Bu şiir öyle başlamalı ki o başlangıcı ile beraber, O an dedim ki diyor Hasan Basri’ye daha sonra, Dedim ki diyor, odaya girdiğimde, Şu an İslam aleminde benim omuzlarımdaki ağır yükü hisseden bir ikinci insan var mıdır bu milletin İstiklal Marşı’nı yazacak. O halle beraber bir hal geldi gözümün önüne, o mağara geldi.
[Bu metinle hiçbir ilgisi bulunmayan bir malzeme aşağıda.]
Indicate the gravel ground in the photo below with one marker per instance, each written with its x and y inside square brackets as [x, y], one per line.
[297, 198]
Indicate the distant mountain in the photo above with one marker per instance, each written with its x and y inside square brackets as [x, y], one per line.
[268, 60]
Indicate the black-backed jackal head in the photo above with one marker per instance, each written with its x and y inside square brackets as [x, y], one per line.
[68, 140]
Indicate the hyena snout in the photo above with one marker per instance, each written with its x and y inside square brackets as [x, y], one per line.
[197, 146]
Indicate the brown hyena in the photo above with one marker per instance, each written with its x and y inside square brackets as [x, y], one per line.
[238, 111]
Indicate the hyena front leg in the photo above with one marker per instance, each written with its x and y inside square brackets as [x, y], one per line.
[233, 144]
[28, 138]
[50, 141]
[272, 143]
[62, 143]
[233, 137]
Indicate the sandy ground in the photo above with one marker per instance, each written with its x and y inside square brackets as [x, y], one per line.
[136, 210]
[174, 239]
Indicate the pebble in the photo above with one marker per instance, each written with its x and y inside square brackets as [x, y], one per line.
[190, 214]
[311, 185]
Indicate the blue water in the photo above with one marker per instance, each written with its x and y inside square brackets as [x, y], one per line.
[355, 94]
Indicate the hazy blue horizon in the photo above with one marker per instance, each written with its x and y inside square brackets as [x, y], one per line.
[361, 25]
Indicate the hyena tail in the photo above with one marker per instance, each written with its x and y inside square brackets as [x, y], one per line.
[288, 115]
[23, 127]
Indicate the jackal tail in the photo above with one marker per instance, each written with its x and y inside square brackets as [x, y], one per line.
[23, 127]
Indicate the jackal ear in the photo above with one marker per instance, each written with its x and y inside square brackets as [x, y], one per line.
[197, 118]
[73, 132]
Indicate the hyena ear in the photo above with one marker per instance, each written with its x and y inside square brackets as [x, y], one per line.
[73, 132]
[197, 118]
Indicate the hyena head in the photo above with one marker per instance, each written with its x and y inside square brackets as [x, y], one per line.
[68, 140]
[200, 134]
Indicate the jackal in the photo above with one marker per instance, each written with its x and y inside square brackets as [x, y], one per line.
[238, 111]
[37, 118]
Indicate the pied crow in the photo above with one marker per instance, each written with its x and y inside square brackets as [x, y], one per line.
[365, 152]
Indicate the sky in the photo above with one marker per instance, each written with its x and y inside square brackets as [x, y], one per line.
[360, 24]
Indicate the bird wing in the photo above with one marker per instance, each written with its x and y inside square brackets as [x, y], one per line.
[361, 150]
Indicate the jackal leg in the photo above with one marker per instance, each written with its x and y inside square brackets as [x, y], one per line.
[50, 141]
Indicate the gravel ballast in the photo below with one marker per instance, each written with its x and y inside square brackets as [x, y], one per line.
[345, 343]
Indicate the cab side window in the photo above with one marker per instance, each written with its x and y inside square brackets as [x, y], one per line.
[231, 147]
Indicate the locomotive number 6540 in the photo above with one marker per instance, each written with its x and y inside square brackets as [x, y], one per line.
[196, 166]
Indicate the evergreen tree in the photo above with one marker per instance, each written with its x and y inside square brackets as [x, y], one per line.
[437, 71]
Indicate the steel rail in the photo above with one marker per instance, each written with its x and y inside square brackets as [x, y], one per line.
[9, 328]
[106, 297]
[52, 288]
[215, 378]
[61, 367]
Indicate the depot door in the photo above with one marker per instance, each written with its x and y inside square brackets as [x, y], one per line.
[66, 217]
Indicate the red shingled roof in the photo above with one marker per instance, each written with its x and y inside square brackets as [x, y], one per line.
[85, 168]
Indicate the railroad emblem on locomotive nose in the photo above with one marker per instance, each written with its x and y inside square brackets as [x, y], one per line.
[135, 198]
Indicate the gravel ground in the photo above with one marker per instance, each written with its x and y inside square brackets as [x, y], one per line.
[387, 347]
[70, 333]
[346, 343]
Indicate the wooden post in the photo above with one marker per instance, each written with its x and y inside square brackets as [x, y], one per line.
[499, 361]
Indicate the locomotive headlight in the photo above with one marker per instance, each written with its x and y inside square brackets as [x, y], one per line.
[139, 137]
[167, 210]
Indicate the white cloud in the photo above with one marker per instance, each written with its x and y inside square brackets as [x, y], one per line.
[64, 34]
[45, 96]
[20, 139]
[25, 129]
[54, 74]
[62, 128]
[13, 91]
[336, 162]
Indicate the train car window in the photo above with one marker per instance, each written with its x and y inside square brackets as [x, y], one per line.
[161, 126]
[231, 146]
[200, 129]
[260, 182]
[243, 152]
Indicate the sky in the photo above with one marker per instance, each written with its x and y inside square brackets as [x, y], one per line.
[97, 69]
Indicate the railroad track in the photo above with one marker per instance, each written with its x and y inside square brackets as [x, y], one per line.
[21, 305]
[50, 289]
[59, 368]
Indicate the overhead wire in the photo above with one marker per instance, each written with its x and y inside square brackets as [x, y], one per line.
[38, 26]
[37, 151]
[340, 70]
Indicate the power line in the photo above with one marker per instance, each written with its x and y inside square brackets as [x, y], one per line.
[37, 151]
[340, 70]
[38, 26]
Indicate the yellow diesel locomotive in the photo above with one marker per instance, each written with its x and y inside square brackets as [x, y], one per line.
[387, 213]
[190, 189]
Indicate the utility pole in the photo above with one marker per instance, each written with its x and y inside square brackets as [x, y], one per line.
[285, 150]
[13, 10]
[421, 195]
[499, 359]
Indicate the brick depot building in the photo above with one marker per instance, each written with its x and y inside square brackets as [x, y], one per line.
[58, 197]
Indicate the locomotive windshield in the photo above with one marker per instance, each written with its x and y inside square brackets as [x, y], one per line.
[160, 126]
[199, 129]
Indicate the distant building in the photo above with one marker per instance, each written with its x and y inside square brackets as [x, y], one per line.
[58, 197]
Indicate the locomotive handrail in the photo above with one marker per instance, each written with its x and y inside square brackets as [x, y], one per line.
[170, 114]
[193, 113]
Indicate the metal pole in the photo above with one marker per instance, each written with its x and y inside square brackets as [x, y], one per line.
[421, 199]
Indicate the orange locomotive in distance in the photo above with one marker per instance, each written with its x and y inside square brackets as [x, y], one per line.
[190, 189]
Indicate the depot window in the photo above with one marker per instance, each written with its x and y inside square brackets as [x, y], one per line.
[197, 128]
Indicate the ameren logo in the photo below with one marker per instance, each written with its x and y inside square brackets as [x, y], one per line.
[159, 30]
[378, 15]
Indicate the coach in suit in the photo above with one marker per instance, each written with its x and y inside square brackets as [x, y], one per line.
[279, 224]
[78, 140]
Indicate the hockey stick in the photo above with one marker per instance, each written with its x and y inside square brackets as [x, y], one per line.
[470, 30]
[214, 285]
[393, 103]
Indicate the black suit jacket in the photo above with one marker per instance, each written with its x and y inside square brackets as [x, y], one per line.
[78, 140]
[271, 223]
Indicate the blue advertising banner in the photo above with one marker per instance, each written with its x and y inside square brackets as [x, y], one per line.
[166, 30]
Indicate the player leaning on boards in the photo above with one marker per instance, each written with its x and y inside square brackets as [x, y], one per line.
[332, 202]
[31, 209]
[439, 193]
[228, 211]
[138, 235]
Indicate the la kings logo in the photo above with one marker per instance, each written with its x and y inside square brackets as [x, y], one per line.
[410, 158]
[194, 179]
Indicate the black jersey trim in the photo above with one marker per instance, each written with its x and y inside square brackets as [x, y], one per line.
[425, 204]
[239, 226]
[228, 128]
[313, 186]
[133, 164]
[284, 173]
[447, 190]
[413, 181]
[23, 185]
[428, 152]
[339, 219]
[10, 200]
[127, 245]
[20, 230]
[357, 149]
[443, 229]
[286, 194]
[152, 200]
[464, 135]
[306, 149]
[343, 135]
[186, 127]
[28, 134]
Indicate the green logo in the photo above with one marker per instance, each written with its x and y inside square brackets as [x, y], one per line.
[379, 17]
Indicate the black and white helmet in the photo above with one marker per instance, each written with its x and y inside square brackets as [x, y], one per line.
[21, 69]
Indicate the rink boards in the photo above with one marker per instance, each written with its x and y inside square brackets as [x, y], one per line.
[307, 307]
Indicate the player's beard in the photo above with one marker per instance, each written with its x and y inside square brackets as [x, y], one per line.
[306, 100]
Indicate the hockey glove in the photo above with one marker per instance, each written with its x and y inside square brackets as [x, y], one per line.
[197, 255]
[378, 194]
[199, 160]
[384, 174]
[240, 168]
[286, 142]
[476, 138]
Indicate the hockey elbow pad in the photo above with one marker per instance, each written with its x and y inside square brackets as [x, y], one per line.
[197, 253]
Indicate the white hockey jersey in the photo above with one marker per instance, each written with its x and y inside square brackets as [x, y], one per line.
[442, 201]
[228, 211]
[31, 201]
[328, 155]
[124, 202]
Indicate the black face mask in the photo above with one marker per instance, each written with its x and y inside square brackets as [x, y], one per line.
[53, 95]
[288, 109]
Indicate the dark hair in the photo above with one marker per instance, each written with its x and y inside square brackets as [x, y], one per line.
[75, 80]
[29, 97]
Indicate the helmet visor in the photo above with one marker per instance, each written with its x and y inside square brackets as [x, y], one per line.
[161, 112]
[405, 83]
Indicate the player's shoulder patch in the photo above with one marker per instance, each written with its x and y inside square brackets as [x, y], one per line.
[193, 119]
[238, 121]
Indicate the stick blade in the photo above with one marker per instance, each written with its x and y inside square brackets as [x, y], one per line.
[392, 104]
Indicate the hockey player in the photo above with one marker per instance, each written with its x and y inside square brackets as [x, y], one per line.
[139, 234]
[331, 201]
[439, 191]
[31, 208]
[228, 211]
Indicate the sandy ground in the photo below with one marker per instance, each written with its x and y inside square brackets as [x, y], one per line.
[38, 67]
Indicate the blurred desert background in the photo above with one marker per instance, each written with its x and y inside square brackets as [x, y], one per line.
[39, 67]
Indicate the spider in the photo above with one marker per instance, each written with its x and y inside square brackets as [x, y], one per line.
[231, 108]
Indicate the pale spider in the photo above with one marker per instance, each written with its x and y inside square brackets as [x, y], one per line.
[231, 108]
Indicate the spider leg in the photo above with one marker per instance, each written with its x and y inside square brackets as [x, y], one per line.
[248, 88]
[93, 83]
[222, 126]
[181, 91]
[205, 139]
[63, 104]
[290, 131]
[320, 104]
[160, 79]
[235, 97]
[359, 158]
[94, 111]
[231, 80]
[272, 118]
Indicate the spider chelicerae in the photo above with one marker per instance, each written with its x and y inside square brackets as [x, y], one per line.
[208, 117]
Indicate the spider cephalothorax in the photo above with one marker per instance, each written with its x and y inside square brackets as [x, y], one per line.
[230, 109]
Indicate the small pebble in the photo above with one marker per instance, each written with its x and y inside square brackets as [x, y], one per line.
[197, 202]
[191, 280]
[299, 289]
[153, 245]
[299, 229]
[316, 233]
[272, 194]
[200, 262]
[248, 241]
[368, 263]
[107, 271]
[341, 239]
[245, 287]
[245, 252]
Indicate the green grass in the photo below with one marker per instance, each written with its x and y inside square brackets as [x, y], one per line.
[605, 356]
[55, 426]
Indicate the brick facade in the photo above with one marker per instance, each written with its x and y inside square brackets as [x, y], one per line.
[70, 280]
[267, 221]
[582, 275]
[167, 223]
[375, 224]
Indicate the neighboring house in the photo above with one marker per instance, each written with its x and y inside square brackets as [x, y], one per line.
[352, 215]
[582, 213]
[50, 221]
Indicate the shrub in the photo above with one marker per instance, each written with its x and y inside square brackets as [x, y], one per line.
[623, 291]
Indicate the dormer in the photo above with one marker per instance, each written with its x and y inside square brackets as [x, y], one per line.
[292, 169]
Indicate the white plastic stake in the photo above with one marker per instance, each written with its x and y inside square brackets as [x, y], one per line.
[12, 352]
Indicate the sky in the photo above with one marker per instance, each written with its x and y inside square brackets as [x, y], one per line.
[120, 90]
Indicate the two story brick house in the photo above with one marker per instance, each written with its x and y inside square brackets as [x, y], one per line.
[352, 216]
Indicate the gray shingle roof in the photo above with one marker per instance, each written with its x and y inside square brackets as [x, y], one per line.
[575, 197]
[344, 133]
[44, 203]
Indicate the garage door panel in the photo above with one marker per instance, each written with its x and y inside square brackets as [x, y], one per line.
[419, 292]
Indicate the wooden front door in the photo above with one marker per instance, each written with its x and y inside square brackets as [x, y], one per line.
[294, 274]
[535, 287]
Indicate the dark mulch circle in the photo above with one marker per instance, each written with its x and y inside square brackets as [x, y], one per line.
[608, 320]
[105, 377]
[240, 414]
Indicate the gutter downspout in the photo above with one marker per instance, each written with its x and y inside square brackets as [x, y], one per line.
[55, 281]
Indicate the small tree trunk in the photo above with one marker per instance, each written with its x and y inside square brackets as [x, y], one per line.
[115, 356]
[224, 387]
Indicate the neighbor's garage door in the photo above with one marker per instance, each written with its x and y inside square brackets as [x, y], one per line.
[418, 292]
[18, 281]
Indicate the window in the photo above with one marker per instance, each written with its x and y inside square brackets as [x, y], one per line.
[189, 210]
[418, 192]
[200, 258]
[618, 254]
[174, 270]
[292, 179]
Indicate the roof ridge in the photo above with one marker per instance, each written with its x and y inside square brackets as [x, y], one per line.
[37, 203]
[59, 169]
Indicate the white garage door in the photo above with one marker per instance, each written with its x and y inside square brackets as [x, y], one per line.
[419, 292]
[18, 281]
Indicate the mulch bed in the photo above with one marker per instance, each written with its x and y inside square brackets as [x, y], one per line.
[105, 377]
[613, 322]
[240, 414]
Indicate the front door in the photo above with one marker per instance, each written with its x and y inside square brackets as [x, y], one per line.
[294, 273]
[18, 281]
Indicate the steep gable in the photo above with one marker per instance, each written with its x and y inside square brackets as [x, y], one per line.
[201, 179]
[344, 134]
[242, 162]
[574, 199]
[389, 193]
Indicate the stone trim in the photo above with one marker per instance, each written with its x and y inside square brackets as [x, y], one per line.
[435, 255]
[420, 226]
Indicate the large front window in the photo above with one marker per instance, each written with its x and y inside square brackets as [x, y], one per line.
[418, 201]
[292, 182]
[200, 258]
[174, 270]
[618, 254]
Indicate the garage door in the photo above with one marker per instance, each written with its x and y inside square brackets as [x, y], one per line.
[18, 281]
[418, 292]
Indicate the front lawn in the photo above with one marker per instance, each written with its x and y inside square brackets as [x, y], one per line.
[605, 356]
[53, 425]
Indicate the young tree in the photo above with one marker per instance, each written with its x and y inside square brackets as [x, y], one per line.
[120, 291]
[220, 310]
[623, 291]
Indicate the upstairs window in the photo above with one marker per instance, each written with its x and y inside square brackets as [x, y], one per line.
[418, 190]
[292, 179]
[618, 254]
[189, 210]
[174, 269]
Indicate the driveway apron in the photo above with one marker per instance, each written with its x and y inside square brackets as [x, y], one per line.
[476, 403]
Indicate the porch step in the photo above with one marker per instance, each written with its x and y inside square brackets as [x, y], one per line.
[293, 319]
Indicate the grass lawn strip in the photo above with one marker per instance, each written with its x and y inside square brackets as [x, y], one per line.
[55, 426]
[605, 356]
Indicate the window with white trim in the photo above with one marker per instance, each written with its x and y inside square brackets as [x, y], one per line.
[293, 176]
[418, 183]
Evet o mağarada ne demişti.

-         Korkma Ya Ebabekir, Allah bizimle… Evet, Korkma diye başlamalı, Allah bizimle diye başlamalı, Çünkü bu milletle beraberdir Allah. Vadi var Kur’an’da. İşte o yüzden diyor şiir öyle başladı.

Ve şiirin ilk bölümünü Akif cepheye yazar:

Şiiri böyle bir dinlesinler lütfen..

Cepheye der ki,

Korkma, sönmez bu şafaklarda yüzen al sancak
Sönmeden yurdumun üstünde tüten en son ocak.
O benim milletimin yıldızıdır parlayacak!
O benimdir, o benim milletimindir ancak!

 

Askere diyor ki, cepheye;

Geriye dön bir bak, eğer ki diyor bu Anadolu coğrafyasında bir tane evin lambası yanıyorsa, eğer birinin ocağı yanıyorsa Korkma

Bu Osmanlıdan geriye kalan bir ev kalmışsa diyor korkma… bu millet arkandadır sakın ha korkma.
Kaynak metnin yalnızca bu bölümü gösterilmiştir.